The way that you, as a director, model professional relationships will help your staff build that skill as well. One idea is to implement frequent professional development days or team-building activities, such as ‘lunch and learn’ meetings, where you provide training on a particular topic or staff members can present on or teach a particular skill to other teachers. Encourage your staff to collaborate with and learn from each other. Solid relationships can still be built in a work-focused environment.
How do I know if my staff is experiencing burnout or if it’s a more serious mental health issue?
Experiencing burnout or having a larger mental health issue often go hand in hand and look really similar. It is not up to you to figure out exactly what is going on for your staff. However, it is important to acknowledge it and ask if you can provide any support. It is also helpful if you can point your staff to community resources such as where they can seek therapy.
How do you encourage a teacher to be positive throughout the day to the children, even if they’re having a hard time in their own lives?

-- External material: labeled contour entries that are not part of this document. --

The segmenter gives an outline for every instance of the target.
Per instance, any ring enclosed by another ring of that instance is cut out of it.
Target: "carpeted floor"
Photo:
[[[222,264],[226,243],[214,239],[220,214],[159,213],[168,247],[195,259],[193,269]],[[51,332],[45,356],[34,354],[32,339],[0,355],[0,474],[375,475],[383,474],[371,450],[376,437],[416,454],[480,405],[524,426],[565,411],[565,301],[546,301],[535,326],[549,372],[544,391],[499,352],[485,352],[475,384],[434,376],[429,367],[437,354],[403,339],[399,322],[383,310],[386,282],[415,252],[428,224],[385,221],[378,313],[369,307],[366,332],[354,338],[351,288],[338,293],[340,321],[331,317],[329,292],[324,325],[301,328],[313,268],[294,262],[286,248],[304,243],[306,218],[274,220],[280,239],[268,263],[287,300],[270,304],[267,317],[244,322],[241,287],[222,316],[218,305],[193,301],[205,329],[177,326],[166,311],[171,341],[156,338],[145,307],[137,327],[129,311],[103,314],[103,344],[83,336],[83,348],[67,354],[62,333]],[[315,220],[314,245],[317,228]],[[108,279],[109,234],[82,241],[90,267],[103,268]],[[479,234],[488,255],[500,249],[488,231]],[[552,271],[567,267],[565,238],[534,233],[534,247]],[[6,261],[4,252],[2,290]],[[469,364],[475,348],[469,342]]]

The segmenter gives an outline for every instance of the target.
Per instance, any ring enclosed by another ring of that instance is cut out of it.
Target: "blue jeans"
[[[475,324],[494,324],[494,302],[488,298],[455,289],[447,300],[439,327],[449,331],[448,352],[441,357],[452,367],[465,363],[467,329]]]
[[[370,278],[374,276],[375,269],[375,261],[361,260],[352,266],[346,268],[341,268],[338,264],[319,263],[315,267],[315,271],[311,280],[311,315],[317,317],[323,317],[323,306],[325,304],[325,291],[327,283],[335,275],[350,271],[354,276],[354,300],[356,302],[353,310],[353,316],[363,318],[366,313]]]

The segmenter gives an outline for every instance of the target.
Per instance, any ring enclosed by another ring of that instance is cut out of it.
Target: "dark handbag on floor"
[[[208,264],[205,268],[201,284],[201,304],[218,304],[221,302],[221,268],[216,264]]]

If a teacher is struggling with something in their personal life, validate their feelings and let them know you are there to provide support. You could say something like, “I know you’re struggling outside of school. I’m here for you. Let me know if you need to take extra breaks today.” Ask them what support they need to carry out their job duties.

Final thoughts

Teaching is one of the most stressful jobs in the world. It can be especially stressful in an early education setting with children from birth to age 5 who are still developing and growing.
Although early education directors may not be able to change the nature of the job, there are ways you can create a workplace that protects against burnout and prioritizes healthy responses to stress.
Empower your employees by teaching them simple, effective strategies to cope with stress, so they can respond to it in a healthy way and move forward. By recognizing the symptoms of burnout and proactively addressing them, directors can ensure that their program remains a positive and productive environment for both staff and children.